Patients who have taken LSD generally present with a combination of somatic and psychomimetic symptoms. [24] Somatic symptoms, which are usually due to sympathomimetic effects, include the following:

  • Mydriasis
  • Hypertension
  • Tachycardia
  • Flushing
  • Sweating
  • Loss of appetite
  • Nausea
  • Diarrhea
  • Dry mouth
  • Drowsiness
  • Sleeplessness
  • Weakness
  • Paresthesias
  • Tremors
  • Hyperactive reflexes
  • Piloerection
  • Mild pyrexia
  • Seizures - Rare; typically with doses above 10 μ g/kg

Manifestations such as tachycardia, hypertension, pupillary dilation, tremor, and hyperpyrexia can occur within minutes following oral administration of 0.5–2 µg/kg. [4]

As previously stated, massive overdoses can lead to respiratory arrest, coma (very rare), emesis, hyperthermia, autonomic instability, and bleeding disorders.
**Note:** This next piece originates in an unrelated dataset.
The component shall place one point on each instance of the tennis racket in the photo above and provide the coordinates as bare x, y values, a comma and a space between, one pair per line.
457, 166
LSD has been found to be responsible for triggering serotonin syndrome in patients already using precipitating drug combinations (serotonin precursors or agonists, serotonin-release stimulators, selective serotonin reuptake inhibitors [SSRIs], nonselective serotonin-reuptake inhibitors, nonspecific inhibitors of 5-HT metabolism). [5] Moreover, patients taking SSRIs or lithium have greater potential for LSD-related complications, such as seizures and flashbacks.

HPPD

Hallucinogen persisting perception disorder (HPPD) describes spontaneous, repeated or continuous recurrences of sensory distortions, with the patient seeing hallucinations, visual disturbances, false motion in the peripheral vision field, brightly colored flashes, halos, or trails attached to moving objects. These perceptual symptoms remain unchanged for long periods and often last for years after initial drug use. Such patients often present after previous negative workup for brain damage or psychiatric disorders. [10, 25]

Ergotism

Ergotism related to LSD ingestion is a possible, but extremely rare, complication. It is thought to be caused by ergot-derived lysergic acid amide (LSA) containing ergotlike precursors. Eponymously termed “Saint Anthony’s fire,” ergotism refers to ergot-induced vasoconstriction that leads to burning pain from limb ischemia, dry gangrene of fingers and toes, tissue desquamation, peripheral pulselessness, sensation loss, and edema. Ergotism can also present with convulsive symptoms leading to headache, paresthesias, seizures, and other central nervous system (CNS) effects, which are often preceded by GI symptoms such as nausea, vomiting, and diarrhea. LSD-induced ergotism often presents as vasoconstrictive effects in combination with hallucinations, mania, or psychosis. [26]

Hyperthermia

In rare cases, increased morbidity, or even mortality, has been associated with complications of hyperthermia, such as rhabdomyolysis, [27] myoglobinuric renal failure, hepatic necrosis, and disseminated intravascular coagulopathy.